Broadcom develops custom chips for U.S. Big Tech companies like Alphabet Inc GOOG GOOGL, Google, Meta Platforms Inc META, and Microsoft Corp MSFT.
Contract chipmaker Intel lost out on mobile chips to Qualcomm Inc QCOM, Arm Holdings plc ARM, and Apple Inc AAPL, CNBC reports.
Nvidia proved to be another nemesis for Intel after the former’s GPUs, targeted at video games, have transformed into critical hardware for developing AI models. Advanced Micro Devices, Inc AMD also started snatching market share in the PC and server CPU markets by tapping Taiwan Semiconductor, which proved a triple whammy for Intel.
All of which rendered Intel’s CPU, formerly the most significant and expensive part of a server, redundant in an AI server. Nvidia GPUs meant for 2025 do not need an Intel CPU.
Meanwhile, Broadcom emerged as the second most valuable chip company after Nvidia, which reached a $3.4 trillion valuation thanks to the AI frenzy, gaining 179% in the last 12 months.

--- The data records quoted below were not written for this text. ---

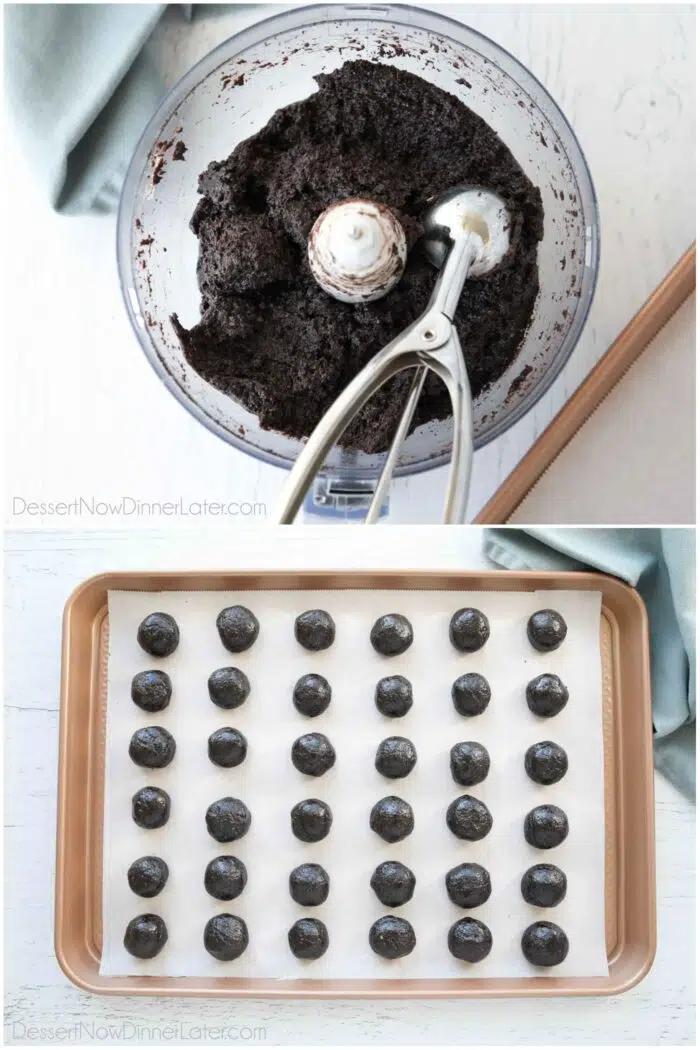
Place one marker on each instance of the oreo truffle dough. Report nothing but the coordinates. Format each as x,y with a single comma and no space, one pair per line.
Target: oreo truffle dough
269,336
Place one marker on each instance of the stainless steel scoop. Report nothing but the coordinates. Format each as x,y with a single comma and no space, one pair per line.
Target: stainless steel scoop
467,234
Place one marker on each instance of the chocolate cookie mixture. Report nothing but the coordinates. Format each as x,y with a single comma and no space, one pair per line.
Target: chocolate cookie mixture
269,336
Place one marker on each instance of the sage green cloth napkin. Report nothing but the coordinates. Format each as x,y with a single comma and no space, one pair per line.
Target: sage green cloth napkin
80,87
660,564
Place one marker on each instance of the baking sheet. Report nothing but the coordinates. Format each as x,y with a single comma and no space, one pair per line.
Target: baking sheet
270,784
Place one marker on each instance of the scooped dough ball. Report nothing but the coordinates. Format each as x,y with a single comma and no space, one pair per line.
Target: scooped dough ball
391,634
145,937
391,819
468,818
147,876
394,696
151,690
468,885
546,826
310,885
228,819
396,757
150,807
469,762
313,754
227,747
237,628
315,630
391,937
226,878
311,820
158,634
152,748
226,937
545,944
471,694
228,687
469,630
546,762
544,885
469,940
309,939
547,630
312,695
394,883
547,695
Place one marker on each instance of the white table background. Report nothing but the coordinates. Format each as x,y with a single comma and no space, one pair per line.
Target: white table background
42,569
86,402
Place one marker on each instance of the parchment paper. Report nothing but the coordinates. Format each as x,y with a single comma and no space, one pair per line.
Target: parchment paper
270,785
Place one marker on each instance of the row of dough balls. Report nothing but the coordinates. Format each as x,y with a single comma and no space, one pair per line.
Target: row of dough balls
315,629
229,688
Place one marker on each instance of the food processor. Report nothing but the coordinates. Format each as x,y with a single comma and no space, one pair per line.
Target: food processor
230,95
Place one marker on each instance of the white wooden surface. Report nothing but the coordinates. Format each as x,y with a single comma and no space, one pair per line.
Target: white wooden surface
85,401
41,571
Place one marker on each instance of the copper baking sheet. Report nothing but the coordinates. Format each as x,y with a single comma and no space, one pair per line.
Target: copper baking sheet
630,886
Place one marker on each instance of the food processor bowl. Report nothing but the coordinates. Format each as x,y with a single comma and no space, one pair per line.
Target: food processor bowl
232,92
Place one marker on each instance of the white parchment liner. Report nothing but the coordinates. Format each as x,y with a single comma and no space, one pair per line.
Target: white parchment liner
270,784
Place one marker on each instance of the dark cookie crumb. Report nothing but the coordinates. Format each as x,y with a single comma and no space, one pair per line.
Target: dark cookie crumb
315,630
391,937
309,939
158,634
547,629
226,937
237,628
151,690
469,940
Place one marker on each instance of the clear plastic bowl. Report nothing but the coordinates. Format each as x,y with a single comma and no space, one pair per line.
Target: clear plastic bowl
235,89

Once the most valuable chipmaker, Intel saw its valuation tumble from a $300 billion market cap in 2020 to $85 billion in 2024, prompting it to downsize its workforce, fire veteran CEO Pat Gelsinger, and potentially divest core parts of its business. Nvidia replaced it in the Dow Jones Industrial Average.
Investors continue to reward Broadcom for its more straightforward and affordable XPUs than Nvidia’s GPUs.
On the company’s earnings call, Broadcom chief Hock E. Tan shared plans to double shipments of its XPUs to its three hyperscale providers, including Google and, reportedly, TikTok parent ByteDance and Meta.
Tan expects the companies to incur $60 billion—$90 billion in XPU capital expenditures in the next two years. Broadcom expects AI revenue to constitute 65% of its revenue in the first quarter from 40% in the fourth quarter.
Tan projected a decade-long sustained AI demand backed by Big Tech ambitions, citing investments by OpenAI and Elon Musk’s xAI. Rosenblatt’s Hans Mosesmann expects Broadcom’s custom-chip (ASIC) AI abilities and surging AI demand to boost rivalry with AMD and Nvidia.
In 2025, Intel will release a new AI chip dubbed Falcon Shores.
Intel had divulged plans to turn its foundry business into an independent unit and does not expect meaningful sales from outside customers until 2027.
Goldman Sachs’ Toshiya Hari, Benchmark’s Cody Acree, Needham’s N. Quinn Bolton, Oppenheimer’s Rick Schafer, and KeyBanc’s John Vinh flagged Intel’s competitive pressures and margin challenges on the back of modest revenue growth.
Investors can gain exposure to the semiconductor sector through VanEck Semiconductor ETF SMH and iShares Semiconductor ETF SOXX.
Price Actions: At last check Thursday, AVGO stock was up 2.45% at $237.51 premarket, while INTC stock was up 1.20%.